Ivori, in the "jungle" collecting leaf samples from a Cave-in-Rock plot.

Ivori, in the “jungle” collecting leaf samples from a Cave-in-Rock plot.

Whether at Gull Lake or Muskegon Park, there were always opportunities to peacefully reflect and learn about nature over the summer. When collecting switchgrass samples, I quickly realized I was not as comfortable around insects as I thought I was. It took me a few visits in the jungles of switchgrass plots (these plants can grow 6 to 8 feet tall and grow in thick clusters) to stay calm near Japanese beetles, dragonflies, and grasshoppers. During the annual REU camping trip to Muskegon Park, I enjoyed pitching a tent, napping in a hammock, hiking, visiting Lake Michigan, and gazing at the stars late at night. Growing up in a suburban setting, I enjoyed taking a break from technology and being one with my surroundings.

All of my experiences here collectively influenced me to consider a different academic path.

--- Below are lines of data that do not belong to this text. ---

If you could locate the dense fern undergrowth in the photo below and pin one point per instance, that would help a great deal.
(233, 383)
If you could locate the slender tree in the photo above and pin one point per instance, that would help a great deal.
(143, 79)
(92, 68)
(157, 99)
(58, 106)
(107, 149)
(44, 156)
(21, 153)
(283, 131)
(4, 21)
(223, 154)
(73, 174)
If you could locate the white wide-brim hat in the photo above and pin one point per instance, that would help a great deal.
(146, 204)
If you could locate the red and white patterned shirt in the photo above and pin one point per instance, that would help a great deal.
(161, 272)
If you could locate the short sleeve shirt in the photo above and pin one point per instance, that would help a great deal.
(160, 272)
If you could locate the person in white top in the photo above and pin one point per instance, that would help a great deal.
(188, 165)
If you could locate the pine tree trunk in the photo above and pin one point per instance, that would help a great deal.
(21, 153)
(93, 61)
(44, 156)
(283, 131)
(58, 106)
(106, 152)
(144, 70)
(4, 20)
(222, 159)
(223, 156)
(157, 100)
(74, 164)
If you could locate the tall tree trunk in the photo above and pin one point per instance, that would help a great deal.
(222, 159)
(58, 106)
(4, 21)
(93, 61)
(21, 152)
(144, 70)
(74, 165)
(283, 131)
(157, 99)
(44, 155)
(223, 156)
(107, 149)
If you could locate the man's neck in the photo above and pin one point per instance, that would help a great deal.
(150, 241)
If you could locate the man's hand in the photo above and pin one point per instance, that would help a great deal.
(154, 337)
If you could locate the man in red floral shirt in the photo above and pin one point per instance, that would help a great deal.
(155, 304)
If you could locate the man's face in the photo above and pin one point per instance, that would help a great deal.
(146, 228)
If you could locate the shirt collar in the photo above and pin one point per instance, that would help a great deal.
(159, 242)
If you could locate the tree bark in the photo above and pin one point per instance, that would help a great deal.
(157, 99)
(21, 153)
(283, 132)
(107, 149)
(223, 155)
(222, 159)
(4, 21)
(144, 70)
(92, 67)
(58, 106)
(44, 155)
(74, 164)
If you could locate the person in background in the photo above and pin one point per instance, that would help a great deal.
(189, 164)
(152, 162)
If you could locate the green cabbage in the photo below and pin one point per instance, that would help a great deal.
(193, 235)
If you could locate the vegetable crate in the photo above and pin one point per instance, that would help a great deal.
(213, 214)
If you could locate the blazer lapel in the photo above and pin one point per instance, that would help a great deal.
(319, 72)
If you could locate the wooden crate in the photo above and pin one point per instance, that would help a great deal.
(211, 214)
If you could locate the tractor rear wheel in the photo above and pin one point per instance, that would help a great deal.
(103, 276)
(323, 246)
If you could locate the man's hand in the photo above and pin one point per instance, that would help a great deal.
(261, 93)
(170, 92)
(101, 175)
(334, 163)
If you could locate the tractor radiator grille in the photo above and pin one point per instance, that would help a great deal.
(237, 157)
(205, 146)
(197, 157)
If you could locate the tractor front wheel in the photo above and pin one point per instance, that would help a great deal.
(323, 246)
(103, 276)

Formerly, I was a laboratory animal science who aspired to be a veterinary behaviorist. I applied for the KBS program to raise my awareness of environmental issues affecting everything. I yearned to better understand how we—humans, other animals, and the rest of nature—are all connected, and the commencement of this journey was achieved here. Although my interests in vet school have not diminished, I am confident to change my major to my passions.  I appreciate my summer here at KBS to help motivate this redirection.

Ivori and fellow KBS summer researchers having fun exploring Michigan.

Ivori and fellow KBS summer researchers having fun exploring Michigan.